Reid’s PhD in Biology (Governor General’s Gold Medal; Carleton University ’20) centered on multiple stressor effects on Pacific salmon, using tools and insights from Western and Indigenous sciences in tandem. Reid is a cofounder of Riparia, a Canadian charity that connects diverse young women with science on the water to grow the next generation of water protectors. She is also a National Geographic Explorer and a Fellow of The Explorers Club.


MARY RUCKELSHAUS
Hometown: Seattle, WA
Occupation: Director of the Natural Capital Project

Dr. Mary Ruckelshaus is the director of the Natural Capital Project and a consulting professor at Stanford University. She has also led the Ecosystem Science Program at the National Oceanic and Atmospheric Administration’s Northwest Fisheries Science Center in Seattle.
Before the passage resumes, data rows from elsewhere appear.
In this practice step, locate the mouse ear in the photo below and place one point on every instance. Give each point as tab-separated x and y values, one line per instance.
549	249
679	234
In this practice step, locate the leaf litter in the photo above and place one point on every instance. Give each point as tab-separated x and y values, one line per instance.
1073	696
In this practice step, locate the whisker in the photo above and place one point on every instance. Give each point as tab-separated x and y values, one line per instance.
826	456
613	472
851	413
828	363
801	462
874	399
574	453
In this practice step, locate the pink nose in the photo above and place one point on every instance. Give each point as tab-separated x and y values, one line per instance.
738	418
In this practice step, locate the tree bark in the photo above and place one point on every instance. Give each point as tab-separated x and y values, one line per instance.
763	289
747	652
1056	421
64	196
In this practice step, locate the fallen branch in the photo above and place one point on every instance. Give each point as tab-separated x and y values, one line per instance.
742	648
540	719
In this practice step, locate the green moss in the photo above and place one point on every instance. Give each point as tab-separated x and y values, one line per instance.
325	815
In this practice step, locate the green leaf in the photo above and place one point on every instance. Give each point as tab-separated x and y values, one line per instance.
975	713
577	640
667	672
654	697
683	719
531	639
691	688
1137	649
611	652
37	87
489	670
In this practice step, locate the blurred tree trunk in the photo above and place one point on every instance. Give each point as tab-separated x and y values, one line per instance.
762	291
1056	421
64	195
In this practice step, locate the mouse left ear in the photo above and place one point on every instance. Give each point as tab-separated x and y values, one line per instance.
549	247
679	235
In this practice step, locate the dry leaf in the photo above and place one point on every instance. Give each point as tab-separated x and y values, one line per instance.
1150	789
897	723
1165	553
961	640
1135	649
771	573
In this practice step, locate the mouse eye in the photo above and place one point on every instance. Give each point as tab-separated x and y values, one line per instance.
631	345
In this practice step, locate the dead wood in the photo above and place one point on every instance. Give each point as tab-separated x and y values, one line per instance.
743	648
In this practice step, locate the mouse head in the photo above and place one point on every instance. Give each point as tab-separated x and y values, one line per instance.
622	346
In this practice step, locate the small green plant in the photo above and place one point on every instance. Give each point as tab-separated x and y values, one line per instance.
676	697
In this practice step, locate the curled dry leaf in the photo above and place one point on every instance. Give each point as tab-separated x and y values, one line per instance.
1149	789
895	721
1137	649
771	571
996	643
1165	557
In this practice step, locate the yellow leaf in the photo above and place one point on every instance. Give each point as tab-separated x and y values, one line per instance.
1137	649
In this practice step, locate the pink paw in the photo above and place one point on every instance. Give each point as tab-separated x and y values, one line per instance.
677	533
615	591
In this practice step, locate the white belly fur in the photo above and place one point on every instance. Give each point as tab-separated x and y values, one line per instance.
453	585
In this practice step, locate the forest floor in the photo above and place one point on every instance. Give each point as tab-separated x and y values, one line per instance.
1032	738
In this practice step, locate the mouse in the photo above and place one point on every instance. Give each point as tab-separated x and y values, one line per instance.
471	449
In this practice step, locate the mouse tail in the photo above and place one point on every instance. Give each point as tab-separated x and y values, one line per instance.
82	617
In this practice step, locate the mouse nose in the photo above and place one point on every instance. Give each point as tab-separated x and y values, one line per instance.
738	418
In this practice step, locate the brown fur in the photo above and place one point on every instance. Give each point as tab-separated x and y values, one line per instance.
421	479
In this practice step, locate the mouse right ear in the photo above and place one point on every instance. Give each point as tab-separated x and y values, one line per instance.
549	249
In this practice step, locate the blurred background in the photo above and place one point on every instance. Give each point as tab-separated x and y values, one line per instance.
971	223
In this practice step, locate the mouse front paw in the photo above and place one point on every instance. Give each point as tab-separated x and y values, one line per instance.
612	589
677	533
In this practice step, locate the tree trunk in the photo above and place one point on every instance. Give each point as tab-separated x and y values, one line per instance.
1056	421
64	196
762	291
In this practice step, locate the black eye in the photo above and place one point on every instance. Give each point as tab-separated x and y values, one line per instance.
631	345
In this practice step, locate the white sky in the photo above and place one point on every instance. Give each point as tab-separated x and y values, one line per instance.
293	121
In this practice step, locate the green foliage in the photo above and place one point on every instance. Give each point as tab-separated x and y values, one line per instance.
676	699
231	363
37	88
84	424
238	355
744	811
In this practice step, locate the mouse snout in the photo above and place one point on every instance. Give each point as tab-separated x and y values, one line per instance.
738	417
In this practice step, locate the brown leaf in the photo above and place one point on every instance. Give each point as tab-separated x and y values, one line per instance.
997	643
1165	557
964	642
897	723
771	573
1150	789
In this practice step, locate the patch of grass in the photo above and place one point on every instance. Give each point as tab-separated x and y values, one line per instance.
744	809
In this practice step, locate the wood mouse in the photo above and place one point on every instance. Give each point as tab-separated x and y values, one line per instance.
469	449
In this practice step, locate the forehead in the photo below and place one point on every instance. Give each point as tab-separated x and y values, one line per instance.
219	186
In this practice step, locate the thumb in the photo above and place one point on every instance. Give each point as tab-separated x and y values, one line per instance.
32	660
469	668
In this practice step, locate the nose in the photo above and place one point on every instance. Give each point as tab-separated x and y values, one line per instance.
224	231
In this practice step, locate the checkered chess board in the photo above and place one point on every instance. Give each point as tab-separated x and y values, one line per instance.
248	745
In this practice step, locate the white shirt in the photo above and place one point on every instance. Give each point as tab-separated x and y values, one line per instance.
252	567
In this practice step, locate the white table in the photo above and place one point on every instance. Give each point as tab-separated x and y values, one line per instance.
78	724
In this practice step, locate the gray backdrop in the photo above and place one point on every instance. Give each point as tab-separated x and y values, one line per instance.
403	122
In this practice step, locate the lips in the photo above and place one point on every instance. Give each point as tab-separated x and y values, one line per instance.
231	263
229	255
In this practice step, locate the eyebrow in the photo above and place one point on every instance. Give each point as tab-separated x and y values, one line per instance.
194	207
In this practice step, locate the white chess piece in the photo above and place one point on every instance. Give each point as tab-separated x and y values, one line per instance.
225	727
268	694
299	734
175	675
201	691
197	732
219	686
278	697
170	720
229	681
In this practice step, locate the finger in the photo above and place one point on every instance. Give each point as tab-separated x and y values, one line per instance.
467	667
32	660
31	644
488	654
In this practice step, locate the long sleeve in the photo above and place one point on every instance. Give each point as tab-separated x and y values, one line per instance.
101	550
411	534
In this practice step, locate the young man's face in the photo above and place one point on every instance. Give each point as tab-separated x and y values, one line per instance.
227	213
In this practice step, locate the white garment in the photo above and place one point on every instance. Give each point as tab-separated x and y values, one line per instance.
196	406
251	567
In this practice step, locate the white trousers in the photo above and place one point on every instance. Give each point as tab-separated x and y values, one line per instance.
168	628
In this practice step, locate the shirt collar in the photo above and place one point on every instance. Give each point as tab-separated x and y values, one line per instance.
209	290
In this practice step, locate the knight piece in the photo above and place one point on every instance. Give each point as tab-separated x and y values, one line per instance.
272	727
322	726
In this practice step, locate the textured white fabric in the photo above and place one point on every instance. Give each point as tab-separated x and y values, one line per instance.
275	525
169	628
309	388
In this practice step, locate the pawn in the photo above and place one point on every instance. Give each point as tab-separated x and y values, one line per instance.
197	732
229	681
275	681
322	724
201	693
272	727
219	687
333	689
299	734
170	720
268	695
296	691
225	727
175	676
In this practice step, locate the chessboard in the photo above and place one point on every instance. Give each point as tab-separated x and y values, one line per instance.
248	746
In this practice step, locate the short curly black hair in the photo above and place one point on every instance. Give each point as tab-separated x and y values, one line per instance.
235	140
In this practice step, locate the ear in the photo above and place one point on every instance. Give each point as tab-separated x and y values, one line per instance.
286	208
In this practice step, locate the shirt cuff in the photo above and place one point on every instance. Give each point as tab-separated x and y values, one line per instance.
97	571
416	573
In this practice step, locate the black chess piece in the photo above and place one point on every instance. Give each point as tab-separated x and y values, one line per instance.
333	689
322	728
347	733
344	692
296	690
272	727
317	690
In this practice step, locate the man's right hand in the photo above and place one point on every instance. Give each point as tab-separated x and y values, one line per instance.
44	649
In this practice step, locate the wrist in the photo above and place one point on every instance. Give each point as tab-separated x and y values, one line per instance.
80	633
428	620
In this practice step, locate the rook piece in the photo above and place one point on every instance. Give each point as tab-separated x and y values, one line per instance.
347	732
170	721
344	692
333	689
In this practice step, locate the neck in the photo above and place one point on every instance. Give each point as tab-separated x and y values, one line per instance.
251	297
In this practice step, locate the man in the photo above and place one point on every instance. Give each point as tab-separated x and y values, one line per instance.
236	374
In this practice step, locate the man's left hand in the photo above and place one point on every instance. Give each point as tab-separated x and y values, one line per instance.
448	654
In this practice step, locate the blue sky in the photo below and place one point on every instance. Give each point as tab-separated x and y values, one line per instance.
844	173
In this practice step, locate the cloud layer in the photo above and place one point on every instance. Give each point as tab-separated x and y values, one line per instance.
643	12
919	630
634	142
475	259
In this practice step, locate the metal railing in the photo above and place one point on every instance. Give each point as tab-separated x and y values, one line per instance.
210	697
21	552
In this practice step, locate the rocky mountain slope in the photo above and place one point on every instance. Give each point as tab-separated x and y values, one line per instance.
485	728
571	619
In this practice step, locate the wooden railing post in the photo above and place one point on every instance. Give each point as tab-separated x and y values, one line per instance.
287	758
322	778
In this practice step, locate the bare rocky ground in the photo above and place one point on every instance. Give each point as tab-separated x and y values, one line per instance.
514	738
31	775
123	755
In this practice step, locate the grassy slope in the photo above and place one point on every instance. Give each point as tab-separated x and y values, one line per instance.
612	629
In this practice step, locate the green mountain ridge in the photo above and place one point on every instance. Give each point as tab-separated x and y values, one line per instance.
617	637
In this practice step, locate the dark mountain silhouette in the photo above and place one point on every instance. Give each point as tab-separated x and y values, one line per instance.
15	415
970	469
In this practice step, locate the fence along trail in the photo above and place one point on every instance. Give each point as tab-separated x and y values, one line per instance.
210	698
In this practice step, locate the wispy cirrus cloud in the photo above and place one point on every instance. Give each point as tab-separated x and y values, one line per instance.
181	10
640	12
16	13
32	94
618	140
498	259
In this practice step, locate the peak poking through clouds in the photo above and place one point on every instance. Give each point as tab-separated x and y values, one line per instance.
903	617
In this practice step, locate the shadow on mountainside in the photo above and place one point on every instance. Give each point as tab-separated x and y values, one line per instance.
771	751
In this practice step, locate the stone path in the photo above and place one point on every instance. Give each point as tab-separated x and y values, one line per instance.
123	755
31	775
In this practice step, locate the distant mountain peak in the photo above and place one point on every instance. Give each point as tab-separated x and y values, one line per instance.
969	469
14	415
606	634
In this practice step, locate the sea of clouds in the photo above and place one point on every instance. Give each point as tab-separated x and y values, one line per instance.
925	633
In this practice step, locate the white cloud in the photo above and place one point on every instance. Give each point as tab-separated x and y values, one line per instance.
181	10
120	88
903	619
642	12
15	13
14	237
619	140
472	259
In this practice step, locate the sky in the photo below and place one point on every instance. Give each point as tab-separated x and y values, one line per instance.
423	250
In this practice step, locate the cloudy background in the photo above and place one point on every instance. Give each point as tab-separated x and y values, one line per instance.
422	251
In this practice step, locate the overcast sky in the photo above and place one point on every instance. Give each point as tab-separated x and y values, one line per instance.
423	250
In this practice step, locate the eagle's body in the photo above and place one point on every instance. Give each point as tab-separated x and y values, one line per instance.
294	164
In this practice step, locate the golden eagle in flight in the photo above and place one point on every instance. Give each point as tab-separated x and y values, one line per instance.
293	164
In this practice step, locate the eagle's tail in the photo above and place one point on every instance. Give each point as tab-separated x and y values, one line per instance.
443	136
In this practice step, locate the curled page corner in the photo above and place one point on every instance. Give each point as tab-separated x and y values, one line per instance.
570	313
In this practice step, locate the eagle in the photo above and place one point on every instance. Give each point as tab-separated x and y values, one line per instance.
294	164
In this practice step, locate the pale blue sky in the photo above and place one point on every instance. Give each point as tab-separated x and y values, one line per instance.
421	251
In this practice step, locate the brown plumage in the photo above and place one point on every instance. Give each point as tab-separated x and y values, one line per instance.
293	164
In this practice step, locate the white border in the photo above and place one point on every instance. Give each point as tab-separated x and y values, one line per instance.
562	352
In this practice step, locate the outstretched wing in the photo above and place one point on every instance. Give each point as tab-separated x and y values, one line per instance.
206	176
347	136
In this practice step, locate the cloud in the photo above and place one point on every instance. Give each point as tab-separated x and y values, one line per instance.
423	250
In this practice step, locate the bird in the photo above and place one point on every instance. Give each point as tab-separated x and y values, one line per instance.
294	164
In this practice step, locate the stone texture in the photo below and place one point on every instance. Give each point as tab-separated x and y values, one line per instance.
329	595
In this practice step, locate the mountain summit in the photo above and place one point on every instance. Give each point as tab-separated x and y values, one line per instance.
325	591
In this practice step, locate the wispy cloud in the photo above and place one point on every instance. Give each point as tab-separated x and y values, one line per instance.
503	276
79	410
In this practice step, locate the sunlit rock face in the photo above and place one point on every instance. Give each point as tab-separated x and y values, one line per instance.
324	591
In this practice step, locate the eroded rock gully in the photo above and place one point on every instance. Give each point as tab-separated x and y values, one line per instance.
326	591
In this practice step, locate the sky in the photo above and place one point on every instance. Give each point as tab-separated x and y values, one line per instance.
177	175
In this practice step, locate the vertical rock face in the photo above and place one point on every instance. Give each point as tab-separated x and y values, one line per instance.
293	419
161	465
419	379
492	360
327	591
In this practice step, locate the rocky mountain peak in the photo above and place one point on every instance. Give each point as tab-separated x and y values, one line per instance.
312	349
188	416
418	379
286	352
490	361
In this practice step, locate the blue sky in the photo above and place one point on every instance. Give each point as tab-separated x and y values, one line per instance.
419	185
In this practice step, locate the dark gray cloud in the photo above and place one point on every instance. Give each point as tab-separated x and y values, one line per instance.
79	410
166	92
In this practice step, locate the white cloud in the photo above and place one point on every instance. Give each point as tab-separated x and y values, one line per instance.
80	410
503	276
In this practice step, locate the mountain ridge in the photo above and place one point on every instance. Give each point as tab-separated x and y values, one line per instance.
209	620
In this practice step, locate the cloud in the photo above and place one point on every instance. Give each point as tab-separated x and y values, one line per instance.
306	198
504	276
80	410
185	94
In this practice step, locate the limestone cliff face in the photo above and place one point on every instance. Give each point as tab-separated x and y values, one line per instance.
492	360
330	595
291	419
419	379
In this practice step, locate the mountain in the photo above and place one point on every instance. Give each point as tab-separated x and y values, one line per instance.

And before that, she was an assistant professor of biological sciences at Florida State University. The main focus of her recent work is developing ecological models including estimates of the flow of ecosystem services and changes in human wellbeing under different management regimes around the world.

Dr. Ruckelshaus serves on the science council of The Nature Conservancy and is a past trustee on its Washington Board and worldwide Board of Directors. She’s also a member of the United Nations’ High Level Panel on Building a Sustainable Ocean Economy, and is a past chair of the Science Advisory Board of the National Center for Ecological Analysis and Synthesis. She was Chief Scientist for the Puget Sound Partnership—a public-private institution charged with achieving recovery of the Puget Sound terrestrial, freshwater and marine ecosystems. Dr. Ruckelshaus has a bachelor’s degree in human biology from Stanford University, a master’s degree in fisheries from the University of Washington, and a doctoral degree in botany, also from Washington.


RICK HALFORD
Hometown: Eagle River, AK
Occupation: Former State Senate President and bush pilot

Rick Halford is a former Republican state Senate President and bush pilot from Alaska. He moved to Alaska in 1966 and earned a BA in History and Political Science from Alaska Methodist University. He joined the Alaska Legislature in 1977, served as House Majority leader in 1979, and then became a senator in 1983. He served as Senate Majority Leader five times through the 1980s and ‘90s and as Senate President in 1993-’94 and again in 2001-02. He left the legislature in 2003.  Between 2000 and 2004, he was the GOP’s national committee representative from Alaska.  

With 10,000 hours in the air over Alaska as a commercial pilot and big game hunting guide, Halford has a 54-year view of Alaska’s incredible values in renewable and nonrenewable resources. He’s been an outspoken critic of the Pebble Mine and has testified against the mine before the Alaska Legislature and Congress. An avid outdoorsman, Halford divides his time between Chugiak/Eagle River in south central Alaska and a home in Bristol Bay. He and his wife Rona have three daughters and three sons.